One boy didn't know the answer. What the Rav did changed his life.


Someone recently challenged me: “What did you learn today that you didn’t know yesterday?” He explained that he asks himself this question after his daily Torah shiur, and he asserted, “if I can’t point to anything new then the learning was a waste of time. Is this a correct assessment? In this week’s parsha we’re commanded: “These things [Torah and mitzvos] that I am commanding you today shall be upon your heart.” Why does Hashem emphasize that He’s commanding us “today”? Chazal explain that we should always view Torah as something new, as if we just received it today. But how is this possible if we didn’t just receive it?! Because Torah is not simply about information and academics. Even when the information is old, the experience can be new and fresh. When your child says “I love you,” do you think to yourself, “I knew that already”? Of course not. Because he’s expressing today’s love, and that you never knew. The Alter Rebbe explains that studying Torah is primarily a means of bonding with Hashem, not acquiring knowledge. Even if we spent an hour grappling with a difficult subject, only to remain clueless, we have still spent an hour of quality time with Hashem. Imagine this: You finish a typical night’s supper with your family and someone asks you, “What did you learn about your family that you didn’t know yesterday?” A good answer would be: I learned nothing new about my family today. But I did learn “family” today. Our family bond became stronger today than it was yesterday. Of course we share information with each other. But the primary accomplishment is not the knowledge, rather the bond it creates.

The environment in today’s education system can sometimes be too focused on the need for academic achievement. Like machines, children are assessed by results. But not all children can excel academically in all subjects of Torah. And nevertheless, every child, without exception, can feel connected to Torah.[1] A bachur in Eretz Yisroel went off the derech and was even planning to marry a non-Jewish woman, R”L. One Shabbos afternoon, the bachur’s father invited him to join a shiur given by HaRav Aron Leib Shteinman. To the father’s delight, he accepted. After the shiur, the father introduced his son to the Rav. They had a very warm conversation, and as a result he became a full-fledged baal teshuva. Why did he agree to meet with HaRav Shteinman? When this bachur was in kitah daled, his teacher arranged for his class to be tested by HaRav Shteinman. The questions were intentionally easy and each boy received a candy for answering correctly. The Rav asked this boy a question, but he didn’t know the answer. He asked him a second question and then a third, but he couldn’t answer any of them. When the test was over, all the children left the room with a candy in hand. Everyone, except for this boy.
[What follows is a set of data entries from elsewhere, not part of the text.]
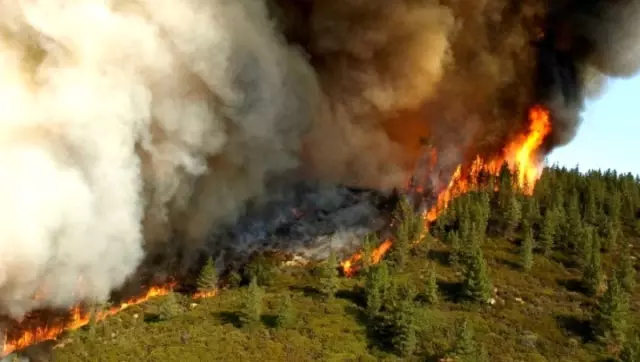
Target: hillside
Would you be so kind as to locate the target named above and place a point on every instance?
(500, 277)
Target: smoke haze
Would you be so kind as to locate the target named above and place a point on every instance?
(127, 120)
(128, 126)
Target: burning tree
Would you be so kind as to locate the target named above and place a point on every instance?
(208, 278)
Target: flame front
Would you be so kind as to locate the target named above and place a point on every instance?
(521, 155)
(78, 318)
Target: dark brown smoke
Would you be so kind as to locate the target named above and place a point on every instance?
(461, 72)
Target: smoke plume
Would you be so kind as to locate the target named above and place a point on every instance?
(129, 126)
(124, 121)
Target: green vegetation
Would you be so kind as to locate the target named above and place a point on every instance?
(504, 277)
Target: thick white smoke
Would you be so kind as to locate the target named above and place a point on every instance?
(123, 120)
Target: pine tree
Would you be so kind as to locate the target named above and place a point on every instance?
(252, 304)
(591, 212)
(574, 226)
(611, 317)
(404, 328)
(527, 249)
(234, 279)
(513, 215)
(376, 285)
(329, 280)
(369, 244)
(465, 348)
(626, 272)
(592, 272)
(431, 287)
(286, 313)
(612, 232)
(170, 306)
(531, 211)
(631, 349)
(476, 285)
(208, 279)
(456, 248)
(548, 231)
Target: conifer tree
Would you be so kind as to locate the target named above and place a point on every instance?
(631, 348)
(454, 256)
(404, 328)
(591, 212)
(466, 348)
(376, 285)
(476, 284)
(592, 272)
(234, 279)
(169, 307)
(527, 249)
(513, 215)
(252, 304)
(369, 244)
(574, 226)
(626, 272)
(610, 320)
(208, 279)
(548, 231)
(531, 211)
(286, 313)
(612, 233)
(431, 287)
(329, 279)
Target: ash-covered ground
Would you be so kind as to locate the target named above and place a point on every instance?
(308, 221)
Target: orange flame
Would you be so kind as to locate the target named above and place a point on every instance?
(78, 318)
(205, 294)
(521, 155)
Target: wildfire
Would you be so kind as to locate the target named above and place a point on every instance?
(78, 318)
(521, 155)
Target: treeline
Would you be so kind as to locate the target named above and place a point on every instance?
(574, 218)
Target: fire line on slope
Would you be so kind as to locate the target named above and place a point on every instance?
(521, 155)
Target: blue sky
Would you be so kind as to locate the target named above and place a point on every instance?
(609, 134)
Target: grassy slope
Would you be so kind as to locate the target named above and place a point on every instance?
(549, 324)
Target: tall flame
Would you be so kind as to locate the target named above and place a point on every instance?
(78, 318)
(521, 155)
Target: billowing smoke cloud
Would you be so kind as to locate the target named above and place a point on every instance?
(129, 126)
(122, 121)
(585, 42)
(462, 72)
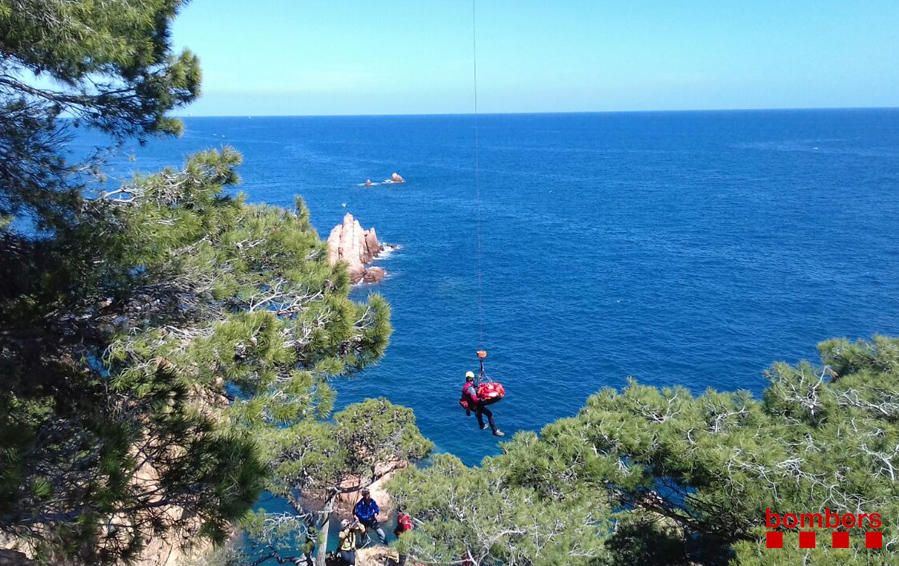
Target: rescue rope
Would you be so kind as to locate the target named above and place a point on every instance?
(477, 171)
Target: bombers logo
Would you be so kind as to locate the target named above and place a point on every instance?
(870, 522)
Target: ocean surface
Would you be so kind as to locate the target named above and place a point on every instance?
(691, 248)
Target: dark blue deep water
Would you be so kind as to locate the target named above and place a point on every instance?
(690, 248)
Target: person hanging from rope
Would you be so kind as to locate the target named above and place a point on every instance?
(472, 402)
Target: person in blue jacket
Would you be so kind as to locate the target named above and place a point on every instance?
(366, 510)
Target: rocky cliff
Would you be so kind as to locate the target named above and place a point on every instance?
(357, 247)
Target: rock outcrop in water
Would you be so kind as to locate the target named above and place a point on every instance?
(357, 247)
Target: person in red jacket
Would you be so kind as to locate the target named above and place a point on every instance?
(470, 396)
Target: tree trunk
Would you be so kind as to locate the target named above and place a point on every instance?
(324, 523)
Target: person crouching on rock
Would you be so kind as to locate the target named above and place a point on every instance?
(403, 524)
(347, 540)
(366, 510)
(470, 394)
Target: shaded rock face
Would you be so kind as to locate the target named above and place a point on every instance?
(357, 247)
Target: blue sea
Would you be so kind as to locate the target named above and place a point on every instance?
(691, 248)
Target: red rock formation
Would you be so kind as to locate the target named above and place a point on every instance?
(349, 243)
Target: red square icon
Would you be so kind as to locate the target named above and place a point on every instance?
(807, 539)
(839, 539)
(874, 539)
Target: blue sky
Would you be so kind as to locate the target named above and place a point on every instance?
(289, 57)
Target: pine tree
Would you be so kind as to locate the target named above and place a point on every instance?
(689, 478)
(152, 334)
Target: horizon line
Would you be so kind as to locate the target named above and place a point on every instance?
(560, 112)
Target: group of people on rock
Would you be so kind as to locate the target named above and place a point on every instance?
(365, 518)
(366, 510)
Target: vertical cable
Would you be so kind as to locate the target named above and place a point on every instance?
(477, 165)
When he passed by the Rav’s desk, the Rav stopped him. "In Torah and Yiddishkeit,” he told the boy, “we reward the effort, not the results. All the other boys put effort into one question so I gave them one candy; you put effort into three questions so you deserve three candies." Chazal say that beginning from the 15th of Av the nights become longer and we should spend more time studying Torah. And in answer to my friend; No, it’s not all about what we learn but about the quality time we spend with Hashem. And may we soon merit to have Torah chadasha from Moshiach. Gut Shabbos, Rabbi Lipskier

[1] There are, of course, some topics that need to be treated more academically, for example, reading skills and the basic dos and don’ts of halacha. It’s also imperative to keep children motivated by creating opportunities for them to succeed academically. But we must be clear on what our overall goal is.